Intervista allo scrittore svedese Pascal Engman

C’è un mondo sommerso che corre, ribolle nel dark web. Li chiamano Incel celibi involontari sono maschi eterosessuali che si sentono minacciati dall’emancipazione femminile. Le donne, per loro, sono esseri inferiori, una merce per far sfogare gli istinti sessuali, pianificando di seviziarle e ucciderle senza pietà. Usano forum criptati e una precisa terminologia le chiamano foids, femminoidi inneggiando a chi ha immolato la propria vita uccidendole, dando il buon esempio.

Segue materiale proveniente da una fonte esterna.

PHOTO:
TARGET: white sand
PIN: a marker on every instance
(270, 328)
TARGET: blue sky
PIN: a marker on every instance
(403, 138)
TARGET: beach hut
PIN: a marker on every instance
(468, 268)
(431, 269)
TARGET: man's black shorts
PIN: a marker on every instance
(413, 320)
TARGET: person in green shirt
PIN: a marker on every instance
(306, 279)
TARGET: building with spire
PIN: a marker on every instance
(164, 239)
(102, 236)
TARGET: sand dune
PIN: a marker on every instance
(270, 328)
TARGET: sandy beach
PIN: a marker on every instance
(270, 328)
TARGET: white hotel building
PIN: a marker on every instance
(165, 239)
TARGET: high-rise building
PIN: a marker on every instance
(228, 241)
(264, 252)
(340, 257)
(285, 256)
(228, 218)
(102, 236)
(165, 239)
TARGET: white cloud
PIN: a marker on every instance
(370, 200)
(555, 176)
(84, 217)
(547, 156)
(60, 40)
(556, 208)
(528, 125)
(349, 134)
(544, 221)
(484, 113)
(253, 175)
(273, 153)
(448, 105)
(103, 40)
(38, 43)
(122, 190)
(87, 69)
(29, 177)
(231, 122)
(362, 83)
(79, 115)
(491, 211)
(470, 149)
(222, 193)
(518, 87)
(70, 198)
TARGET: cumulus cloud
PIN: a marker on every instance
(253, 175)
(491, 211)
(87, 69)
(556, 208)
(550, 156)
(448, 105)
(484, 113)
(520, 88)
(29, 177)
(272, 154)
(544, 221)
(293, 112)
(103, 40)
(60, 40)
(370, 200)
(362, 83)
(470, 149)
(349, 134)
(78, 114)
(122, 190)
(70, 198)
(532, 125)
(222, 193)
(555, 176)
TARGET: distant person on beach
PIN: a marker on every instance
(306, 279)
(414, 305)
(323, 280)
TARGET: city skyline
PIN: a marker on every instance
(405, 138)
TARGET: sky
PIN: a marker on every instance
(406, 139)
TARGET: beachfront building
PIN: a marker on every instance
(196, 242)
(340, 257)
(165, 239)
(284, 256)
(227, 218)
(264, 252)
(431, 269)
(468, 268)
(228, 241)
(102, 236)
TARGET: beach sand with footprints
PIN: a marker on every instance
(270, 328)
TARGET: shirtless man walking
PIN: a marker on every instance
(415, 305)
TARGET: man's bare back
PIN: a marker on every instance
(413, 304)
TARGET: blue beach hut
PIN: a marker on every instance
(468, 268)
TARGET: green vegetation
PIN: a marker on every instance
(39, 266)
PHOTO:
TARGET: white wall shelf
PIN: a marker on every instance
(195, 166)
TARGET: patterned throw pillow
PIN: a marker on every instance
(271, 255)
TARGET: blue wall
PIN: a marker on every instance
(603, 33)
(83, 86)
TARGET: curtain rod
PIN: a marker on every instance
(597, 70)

Ecco perché parlare di violenza contro le donne è necessario, lo dimostrano i recenti casi di attualità, come l’arresto del 21enne americano Tres Genco, un ragazzo dell’Ohio che sentendosi rifiutato, acquistava armi automatiche da diversi anni, sognando di uccidere almeno tremila donne. Come spiegare e arginare il fenomeno degli incel? Dove non arriva la cronaca, ecco la finzione di Pascal Engman, giornalista e scrittore svedese classe 86, l’unico sulla scena che possiamo accostare al compianto Stieg Larsson della trilogia Millennium. Con Femminicidio (Salani, tr. Andrea Berardini, pp.480) – acclamato da due autori del calibro di David Lagercrantz e Camilla Läckberg – Engman firma uno dei thriller scandinavi più efferati e riusciti degli ultimi anni, ponendo al centro dell’intreccio proprio la comunità incel e un caso di stupro, creando il personaggio della poliziotta Vanessa Frank, «una professionista e al contempo, una donna ricca e viziata», correndo verso un epilogo da brividi che scuoterà anche i lettori più smaliziati.
L’etichetta Incel è apparsa sul web nel 1993. Eppure, pochi sanno di cosa si tratta. Perché?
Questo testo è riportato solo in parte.